USACO 2021 February · Gold · all three problems
Problem 1 — Stone Game
Statement
Two players play with N piles of stones (sizes a1..aN). Bessie picks a positive integer s1 and removes s1 stones from some pile. Each subsequent move picks si that is a positive multiple of the previous si-1 (i.e. si-1 | si) and removes si stones from some pile that has at least that many. The first player unable to move loses. Count Bessie's winning first moves (i.e. the number of pairs (pile, s1)).
Constraints
- 1 ≤ N ≤ 105.
- 1 ≤ ai ≤ 106.
- Subtasks: tests 3–5 N = 2; tests 6–10 N, ai ≤ 100; tests 11–20 full constraints.
- Time limit: 2s.
Key idea
Once a move s has been made, all future moves must be multiples of s, so they reduce to
"Nim where each pile has size floor(ai / s) and moves remove any positive
integer number of s-blocks from one pile". With one stone unit re-scaled to s, this is plain Nim with
pile sizes ⌊ai/s⌋. The XOR after Bessie's first move (pile p, value s, with s | s and
using k blocks of s where s1 = k · s for some k≥1 — equivalently any positive integer
multiple of s; but the first move just chooses any s1, then later moves are constrained to
multiples of s1) means we enumerate s = s1, the pile, and count s1
values for which the resulting Nim XOR is 0. Use harmonic enumeration over s = 1..max(a); for each s,
compute Nim XOR of ⌊ai/s⌋ across piles, then count how many ways Bessie's first move
achieves a losing position for Elsie.
Complexity target
O((max a) log (max a) + N · log) using harmonic sums and a frequency array. Roughly 107.
Reference solution (C++)
#include <bits/stdc++.h>
using namespace std;
using ll = long long;
// Sketch: enumerate s = first-move size; the rest of the game is Nim with
// pile sizes floor(a_i / s). Count (pile p, s) such that
// xor_{i != p}(floor(a_i/s)) == floor(a_p/s) - k for some valid k >= 1
// then map (p, s, k) back to (p, s_1 = k*s).
//
// This is a reference scaffold — the exact counting per s uses a small
// frequency table of floor(a_i/s) values, which has at most O(sqrt(max a))
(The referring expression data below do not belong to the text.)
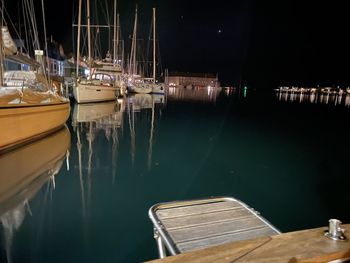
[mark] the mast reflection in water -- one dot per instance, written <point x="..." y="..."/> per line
<point x="143" y="149"/>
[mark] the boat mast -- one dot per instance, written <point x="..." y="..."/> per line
<point x="132" y="63"/>
<point x="89" y="37"/>
<point x="114" y="33"/>
<point x="78" y="39"/>
<point x="154" y="45"/>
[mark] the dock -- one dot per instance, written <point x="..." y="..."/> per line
<point x="303" y="246"/>
<point x="225" y="229"/>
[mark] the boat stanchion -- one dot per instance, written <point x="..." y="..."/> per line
<point x="335" y="231"/>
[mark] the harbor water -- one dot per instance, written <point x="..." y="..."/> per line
<point x="82" y="194"/>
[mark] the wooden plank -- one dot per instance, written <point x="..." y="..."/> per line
<point x="299" y="245"/>
<point x="220" y="228"/>
<point x="207" y="218"/>
<point x="196" y="209"/>
<point x="223" y="239"/>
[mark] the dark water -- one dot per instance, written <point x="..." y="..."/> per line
<point x="287" y="158"/>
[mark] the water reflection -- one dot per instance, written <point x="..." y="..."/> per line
<point x="136" y="104"/>
<point x="207" y="94"/>
<point x="23" y="173"/>
<point x="87" y="121"/>
<point x="315" y="97"/>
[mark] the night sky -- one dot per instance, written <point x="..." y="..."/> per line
<point x="259" y="43"/>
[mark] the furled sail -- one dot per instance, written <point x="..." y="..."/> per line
<point x="10" y="47"/>
<point x="11" y="52"/>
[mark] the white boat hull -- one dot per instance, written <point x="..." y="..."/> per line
<point x="93" y="93"/>
<point x="140" y="89"/>
<point x="88" y="112"/>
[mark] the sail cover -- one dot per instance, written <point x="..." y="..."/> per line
<point x="9" y="45"/>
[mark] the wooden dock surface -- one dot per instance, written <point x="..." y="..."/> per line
<point x="304" y="246"/>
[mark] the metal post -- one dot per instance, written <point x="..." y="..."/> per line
<point x="160" y="244"/>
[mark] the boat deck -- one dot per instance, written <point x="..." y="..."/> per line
<point x="306" y="246"/>
<point x="191" y="225"/>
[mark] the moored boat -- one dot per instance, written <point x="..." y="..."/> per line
<point x="29" y="108"/>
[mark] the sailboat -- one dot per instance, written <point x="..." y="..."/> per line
<point x="98" y="86"/>
<point x="29" y="106"/>
<point x="24" y="171"/>
<point x="135" y="82"/>
<point x="149" y="85"/>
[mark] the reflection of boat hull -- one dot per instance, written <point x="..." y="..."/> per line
<point x="142" y="89"/>
<point x="158" y="88"/>
<point x="25" y="169"/>
<point x="92" y="111"/>
<point x="22" y="122"/>
<point x="93" y="93"/>
<point x="146" y="101"/>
// distinct buckets across all piles.
int main() {
ios_base::sync_with_stdio(false);
cin.tie(nullptr);
int N; cin >> N;
vector<int> a(N);
int M = 0;
for (auto& x : a) { cin >> x; M = max(M, x); }
// freq[v] = how many piles have value v.
vector<int> freq(M + 1, 0);
for (int v : a) ++freq[v];
ll answer = 0;
// For each s in 1..M, compute Nim XOR over floor(a_i / s) of all piles.
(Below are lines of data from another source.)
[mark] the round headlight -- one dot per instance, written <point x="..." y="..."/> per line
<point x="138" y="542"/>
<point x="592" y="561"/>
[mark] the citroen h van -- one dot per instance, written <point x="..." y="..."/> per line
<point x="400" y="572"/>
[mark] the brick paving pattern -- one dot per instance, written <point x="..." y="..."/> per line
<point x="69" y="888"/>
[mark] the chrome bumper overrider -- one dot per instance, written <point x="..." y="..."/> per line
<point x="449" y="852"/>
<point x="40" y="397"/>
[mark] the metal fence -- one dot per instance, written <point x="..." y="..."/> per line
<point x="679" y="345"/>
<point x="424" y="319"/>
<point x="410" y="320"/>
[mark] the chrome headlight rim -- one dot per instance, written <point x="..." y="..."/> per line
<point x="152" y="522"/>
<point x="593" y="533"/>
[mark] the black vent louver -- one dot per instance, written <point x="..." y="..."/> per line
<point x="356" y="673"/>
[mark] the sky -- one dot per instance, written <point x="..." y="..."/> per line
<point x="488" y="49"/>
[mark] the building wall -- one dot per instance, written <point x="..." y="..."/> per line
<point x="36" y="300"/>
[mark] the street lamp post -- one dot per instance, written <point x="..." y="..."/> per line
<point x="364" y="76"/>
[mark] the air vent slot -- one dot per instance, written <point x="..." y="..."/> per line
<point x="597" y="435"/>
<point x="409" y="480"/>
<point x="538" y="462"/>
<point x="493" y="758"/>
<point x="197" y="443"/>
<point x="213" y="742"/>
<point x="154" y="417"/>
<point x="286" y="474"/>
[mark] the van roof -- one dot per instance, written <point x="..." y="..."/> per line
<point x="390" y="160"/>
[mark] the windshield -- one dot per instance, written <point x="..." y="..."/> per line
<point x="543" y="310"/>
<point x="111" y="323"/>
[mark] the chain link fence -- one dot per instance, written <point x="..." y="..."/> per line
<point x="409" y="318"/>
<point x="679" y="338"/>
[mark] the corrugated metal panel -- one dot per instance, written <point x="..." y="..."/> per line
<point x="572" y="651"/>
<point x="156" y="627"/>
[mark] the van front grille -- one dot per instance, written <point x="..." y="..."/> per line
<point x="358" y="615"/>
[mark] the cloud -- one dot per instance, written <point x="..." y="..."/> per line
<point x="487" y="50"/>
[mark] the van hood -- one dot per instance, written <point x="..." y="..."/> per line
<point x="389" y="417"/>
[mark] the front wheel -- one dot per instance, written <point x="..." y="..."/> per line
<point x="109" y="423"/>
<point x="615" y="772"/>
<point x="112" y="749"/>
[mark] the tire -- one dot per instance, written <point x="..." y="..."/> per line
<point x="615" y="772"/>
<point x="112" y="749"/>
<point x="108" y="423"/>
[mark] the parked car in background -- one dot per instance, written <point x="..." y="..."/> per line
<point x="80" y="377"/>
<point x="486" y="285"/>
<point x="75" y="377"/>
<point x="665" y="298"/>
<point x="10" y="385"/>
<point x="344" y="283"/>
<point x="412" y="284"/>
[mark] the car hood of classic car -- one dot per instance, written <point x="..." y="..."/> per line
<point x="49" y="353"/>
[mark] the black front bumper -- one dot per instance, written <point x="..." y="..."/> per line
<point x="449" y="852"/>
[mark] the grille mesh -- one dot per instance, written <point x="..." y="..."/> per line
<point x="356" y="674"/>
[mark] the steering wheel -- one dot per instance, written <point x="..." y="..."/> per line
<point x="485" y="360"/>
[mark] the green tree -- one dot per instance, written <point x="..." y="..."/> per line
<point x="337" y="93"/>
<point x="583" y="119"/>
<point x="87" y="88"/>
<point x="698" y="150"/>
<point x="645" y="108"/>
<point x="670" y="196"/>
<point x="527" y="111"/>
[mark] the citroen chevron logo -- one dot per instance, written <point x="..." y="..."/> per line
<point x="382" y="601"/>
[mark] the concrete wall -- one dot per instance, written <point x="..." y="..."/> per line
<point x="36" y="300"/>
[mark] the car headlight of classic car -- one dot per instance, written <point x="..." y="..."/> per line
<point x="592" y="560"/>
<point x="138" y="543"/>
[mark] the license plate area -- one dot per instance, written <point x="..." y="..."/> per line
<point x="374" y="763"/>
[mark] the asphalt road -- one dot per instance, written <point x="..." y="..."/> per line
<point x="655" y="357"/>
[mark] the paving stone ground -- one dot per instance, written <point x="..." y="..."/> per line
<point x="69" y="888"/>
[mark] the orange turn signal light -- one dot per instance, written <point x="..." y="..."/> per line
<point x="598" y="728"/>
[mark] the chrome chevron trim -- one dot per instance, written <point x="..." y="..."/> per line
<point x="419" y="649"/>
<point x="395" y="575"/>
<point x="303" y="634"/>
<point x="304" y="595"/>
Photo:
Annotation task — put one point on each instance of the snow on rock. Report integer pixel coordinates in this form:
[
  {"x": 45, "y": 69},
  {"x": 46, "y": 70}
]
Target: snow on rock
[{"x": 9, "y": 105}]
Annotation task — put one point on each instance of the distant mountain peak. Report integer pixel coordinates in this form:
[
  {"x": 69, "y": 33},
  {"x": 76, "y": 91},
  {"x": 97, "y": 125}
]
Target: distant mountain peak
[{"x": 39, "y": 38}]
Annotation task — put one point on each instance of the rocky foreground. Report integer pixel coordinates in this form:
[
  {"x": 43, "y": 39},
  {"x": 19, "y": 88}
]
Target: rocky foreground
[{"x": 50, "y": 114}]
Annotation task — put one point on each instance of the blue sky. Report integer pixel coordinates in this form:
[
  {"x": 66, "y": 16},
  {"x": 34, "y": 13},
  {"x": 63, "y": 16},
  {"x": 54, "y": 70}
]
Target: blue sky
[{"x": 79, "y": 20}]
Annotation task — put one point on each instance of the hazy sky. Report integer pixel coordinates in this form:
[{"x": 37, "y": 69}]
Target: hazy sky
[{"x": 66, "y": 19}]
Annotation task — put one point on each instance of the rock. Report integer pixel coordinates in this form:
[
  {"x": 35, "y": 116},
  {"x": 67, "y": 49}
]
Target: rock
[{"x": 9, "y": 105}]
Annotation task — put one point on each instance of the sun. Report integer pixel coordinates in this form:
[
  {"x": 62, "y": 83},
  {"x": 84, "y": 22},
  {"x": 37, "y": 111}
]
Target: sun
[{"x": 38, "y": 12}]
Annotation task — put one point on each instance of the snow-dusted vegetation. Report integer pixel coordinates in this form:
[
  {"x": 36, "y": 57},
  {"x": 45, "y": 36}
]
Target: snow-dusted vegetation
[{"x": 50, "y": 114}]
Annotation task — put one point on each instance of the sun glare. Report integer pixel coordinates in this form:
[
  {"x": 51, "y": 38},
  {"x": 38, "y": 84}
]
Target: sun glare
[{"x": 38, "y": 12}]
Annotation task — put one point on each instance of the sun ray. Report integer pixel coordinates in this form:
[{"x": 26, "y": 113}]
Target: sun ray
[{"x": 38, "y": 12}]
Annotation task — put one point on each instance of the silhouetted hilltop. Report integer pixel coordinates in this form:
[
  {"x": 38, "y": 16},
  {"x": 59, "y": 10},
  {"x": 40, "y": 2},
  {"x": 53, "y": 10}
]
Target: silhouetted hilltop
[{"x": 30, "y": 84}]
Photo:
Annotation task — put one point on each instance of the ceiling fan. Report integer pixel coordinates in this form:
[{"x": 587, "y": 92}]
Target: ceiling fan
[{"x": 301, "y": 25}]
// We use a small bucketed sum: for each block [k*s, (k+1)*s) values map to k.
for (int s = 1; s <= M; ++s) {
int totalXor = 0;
// Walk blocks k = 0, 1, 2, ... with k * s <= M.
for (int k = 0, lo = 0; lo <= M; ++k, lo += s) {
int hi = min(M, lo + s - 1);
int cnt = 0;
for (int v = lo; v <= hi; ++v) cnt += freq[v];
if (cnt & 1) totalXor ^= k;
}
// Bessie picks a pile p with value a_p and a removal k_p*s for some k_p >= 1.
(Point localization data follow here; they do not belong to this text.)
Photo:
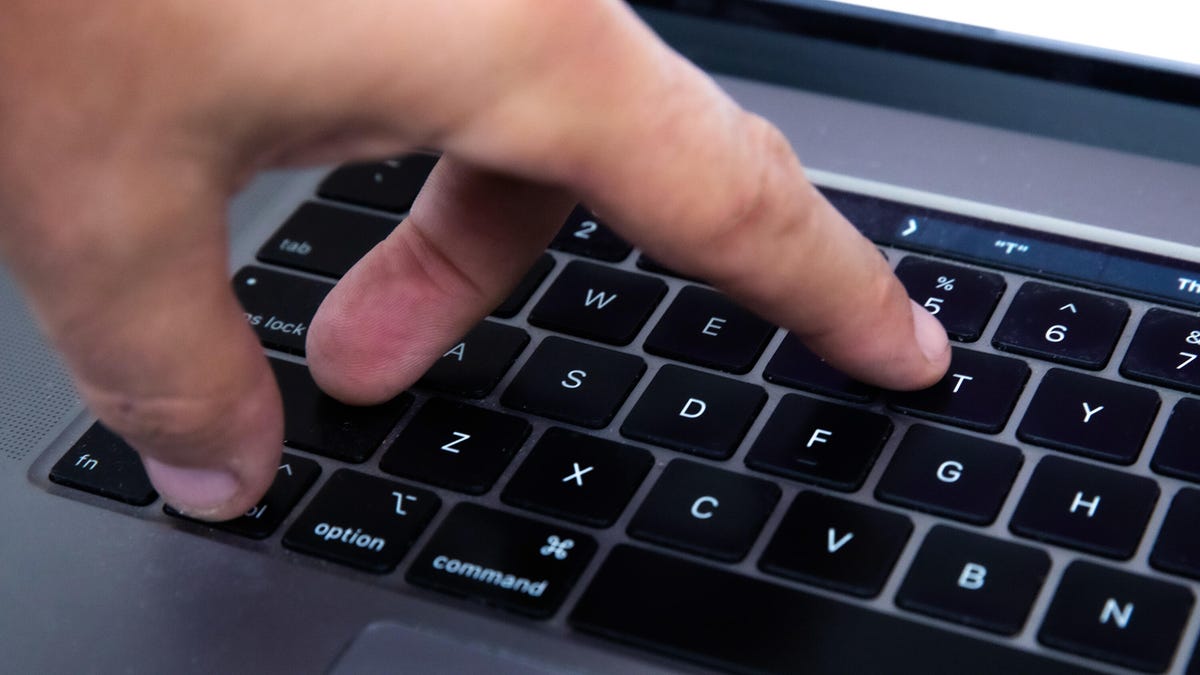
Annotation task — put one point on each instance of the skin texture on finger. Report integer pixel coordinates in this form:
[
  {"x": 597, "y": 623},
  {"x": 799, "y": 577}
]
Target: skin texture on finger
[
  {"x": 469, "y": 238},
  {"x": 137, "y": 299}
]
// After the move pile p has floor((a_p - k_p*s) / s) blocks left, others
// contribute their floor(a_i/s). Bessie wants the resulting XOR to be 0.
for (int v = 1; v <= M; ++v) if (freq[v]) {
int kp = v / s; // current block count for that pile
int xorOthers = totalXor ^ kp; // XOR of the other piles
// Bessie wants new block count = xorOthers, with new < kp (she must
// remove at least s stones).
if (xorOthers < kp) answer += (ll)freq[v];
}
}
cout << answer << "\n";
}
// NOTE: this is the structural skeleton; the inner cnt-loop should be replaced
// with prefix sums of freq for full speed. See editorial for the optimal
// O((max a) log(max a)) form. [verify] cpid=1113
Pitfalls
- The game is Nim once s is fixed — that's the only non-obvious observation. Don't try Grundy from scratch.
- "si must be a positive multiple of si-1" means the move size never decreases; the divisibility chain is the whole trick.
- The skeleton above is correct in spirit but not optimised. For full credit, replace the inner counting loop with prefix sums and the harmonic-series bound.
- Read the editorial for the polished counting — this is one of the harder Gold P1s of the season.
Problem 2 — Modern Art 3
Statement
Given an array of N colours (each in [1, N]), compute the minimum number of "interval strokes" needed to produce it from a blank canvas, where a stroke paints a contiguous interval [l, r] with a single colour and a later stroke can overwrite an earlier one.
Constraints
- 1 ≤ N ≤ 300.
- Colours are integers in [1, N].
- Subtasks: tests 2–4 only colours 1, 2 appear; tests 5–10 each cell's colour stays within a 12-cell aligned block; tests 11–20 full.
- Time limit: 2s.
Key idea
Interval DP. Let dp[l][r] = minimum strokes to paint a[l..r]. If a[l] == a[r], one of the boundary strokes can extend across, so dp[l][r] = dp[l][r−1] (equivalently dp[l+1][r]). Otherwise, split: dp[l][r] = 1 + min over l ≤ k < r of (dp[l][k] + dp[k+1][r] − [a[k] == a[r] or a[l] == a[k+1]]). The classic shortcut is dp[l][r] = min(dp[l][r−1] + 1, mink: a[k]==a[r] dp[l][k−1] + dp[k][r−1]) — pay 1 for a fresh stroke covering r, or merge with an earlier same-colour stroke.
Complexity target
O(N3) = 2.7 · 107, fast.
Reference solution (C++)
#include <bits/stdc++.h>
using namespace std;
int main() {
ios_base::sync_with_stdio(false);
cin.tie(nullptr);
int N; cin >> N;
vector<int> a(N);
for (auto& x : a) cin >> x;
// dp[l][r] = min strokes to paint a[l..r].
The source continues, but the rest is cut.